No brand has taken advantage of this change like Muelas’s Rimowa, which maybe not coincidentally is now run by the only-26-years-old Alexandre Arnault who is a big fan of his Off-White luggage. Rimowa’s beat-em-up aluminum cases have long been the (supremely pricey) luggage of choice for people like Abloh—and before there were official collaborations, people covered their exteriors with stickers to make them ‘Gram-worthy. Now, the company is opening up its design studio so Supreme can streak the brand’s classic aluminum luggage in its signature cherry red, and Abloh can make the whole thing totally translucent. With the collaborations came streetwear customers, who have started to treat luggage the same way they do a hot sneaker or hoodie. Resale site Grailed is now littered with people trying to sell luggage for multiples of the original price.

Rimowa x Off-White's Hypefest set up

Christopher Gregory

And for the brands I spoke to—Rimowa, Tumi, and Away—it’s not just that the nature of travel is changing, it’s who’s traveling that makes a difference. “I've been with the brand for 15 years,” said Victor Sanz, Tumi’s creative director, “and when I first joined, I thought I had this idea of who this Tumi customer was. In my head it was this guy that wears a suit, and he's a CEO in his 50s. And then over the past decade, that's really changed… It was the DJs who were traveling 280 days a year, it was artists who depended on the bag to get their gear places, it was athletes, it was everyone in between.”

Like any other industry touched by young fashion-conscious customers, luggage has been swallowed up by streetwear. The catchall term for practically anything adjacent to graphics, logos, or sneakers is the dominant trend of the time, and it’s why luggage brands are hungry to collaborate with the biggest players from that world: Kith, Anti Social Social Club, Supreme, and Off-White.

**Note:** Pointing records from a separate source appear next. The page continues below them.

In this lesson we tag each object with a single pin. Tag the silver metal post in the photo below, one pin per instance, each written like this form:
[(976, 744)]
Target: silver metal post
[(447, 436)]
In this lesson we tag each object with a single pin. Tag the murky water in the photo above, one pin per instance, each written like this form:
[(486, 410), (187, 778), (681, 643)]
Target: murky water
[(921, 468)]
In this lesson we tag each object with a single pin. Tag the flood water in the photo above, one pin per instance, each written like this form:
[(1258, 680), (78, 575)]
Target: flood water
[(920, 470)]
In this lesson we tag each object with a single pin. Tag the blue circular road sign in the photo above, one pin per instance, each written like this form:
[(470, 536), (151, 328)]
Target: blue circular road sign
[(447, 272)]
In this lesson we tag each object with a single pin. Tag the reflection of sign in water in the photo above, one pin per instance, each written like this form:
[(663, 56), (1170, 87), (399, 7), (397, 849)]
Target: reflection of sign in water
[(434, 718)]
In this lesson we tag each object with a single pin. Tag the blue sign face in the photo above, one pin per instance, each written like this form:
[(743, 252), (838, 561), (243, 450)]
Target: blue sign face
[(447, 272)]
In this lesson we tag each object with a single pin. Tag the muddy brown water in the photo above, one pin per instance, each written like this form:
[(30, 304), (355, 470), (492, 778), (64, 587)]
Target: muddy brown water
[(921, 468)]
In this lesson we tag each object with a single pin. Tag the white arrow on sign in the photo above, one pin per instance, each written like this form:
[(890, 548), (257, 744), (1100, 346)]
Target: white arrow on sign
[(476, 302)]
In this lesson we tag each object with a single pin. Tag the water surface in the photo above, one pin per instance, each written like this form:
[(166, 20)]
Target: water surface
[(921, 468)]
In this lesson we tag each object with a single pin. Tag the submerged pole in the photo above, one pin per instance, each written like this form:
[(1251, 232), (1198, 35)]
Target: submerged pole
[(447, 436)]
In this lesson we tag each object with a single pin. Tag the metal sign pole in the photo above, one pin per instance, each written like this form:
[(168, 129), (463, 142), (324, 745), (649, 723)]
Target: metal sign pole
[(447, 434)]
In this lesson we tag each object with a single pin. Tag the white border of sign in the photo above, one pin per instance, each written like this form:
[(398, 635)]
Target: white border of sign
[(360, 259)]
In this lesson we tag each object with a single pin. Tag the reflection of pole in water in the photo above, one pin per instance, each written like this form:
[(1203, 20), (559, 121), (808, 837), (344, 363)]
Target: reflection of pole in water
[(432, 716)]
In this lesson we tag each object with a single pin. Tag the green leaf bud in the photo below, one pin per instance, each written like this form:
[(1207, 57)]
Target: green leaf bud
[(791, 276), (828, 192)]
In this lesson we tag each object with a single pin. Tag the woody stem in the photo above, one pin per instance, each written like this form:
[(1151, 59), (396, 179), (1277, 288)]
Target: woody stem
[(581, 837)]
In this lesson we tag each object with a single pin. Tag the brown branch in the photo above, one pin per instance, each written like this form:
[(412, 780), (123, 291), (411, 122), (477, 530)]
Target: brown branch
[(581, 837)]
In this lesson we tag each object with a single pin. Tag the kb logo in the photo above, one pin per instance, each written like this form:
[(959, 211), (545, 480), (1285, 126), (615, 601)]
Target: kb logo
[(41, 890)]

For luggage brands, engaging with this world is a no-brainer. There’s a lot more money to be made by marketing luggage as fashion items rather than selling customers on the idea that they just need one perfectly made piece to last a lifetime. “For the first time ever, people are thinking about luggage as a fashion item,” Rubio said.

Away luggage

According to Rubio, today’s Away customers collect different pieces of luggage to bust out in various situations, just like they would any other accessory. Part of this is price: a brand like Rimowa is the legacy luxury brand while Away is the cheaper “disruptive” option. “Because of the price point, people are starting to collect [the luggage],” Rubio said. And in the process, the way these items are marketed has changed, too. “If you look at luggage advertisements of the past, it's been all about the zippers and the wheels and the materials,” Rubio said. But that dry pitch is not what stirs the heart of customers to buy multiples. Rubio wanted to sell luggage the same way people sell fashion. “If you are coveting a jacket, maybe it's because there are certain buttons or the cut or fabric gets you interested,” Rubio explained. “But then you think about yourself and where you're going to wear it and what you're going to be doing when you're wearing it. [People] think about how it fits into their lifestyle or the lifestyle they want to have. That's how we've always approached the way we talk about Away.”

This sort of pitch makes sense in the everything-is-documented era. Before, we endured the uncomfortable seats at airport lounges and the smells wafting over from the terminal’s Auntie Anne’s. We waited outside the luggage carousel as time stood still. A vacation didn’t seem to start until we could get to our hotel, tip the luggage onto the ground, and begin to unpack it. Now, all these moments are opportunities to show off. Luggage, Muelas said, is “a piece that becomes a part of everyone’s personal narrative.” If the person who coined the phrase It’s the journey, not the destination were around today, they’d probably be spouting it off—while popping a ‘Gram—with a piece from the Supreme x Rimowa collection at their side.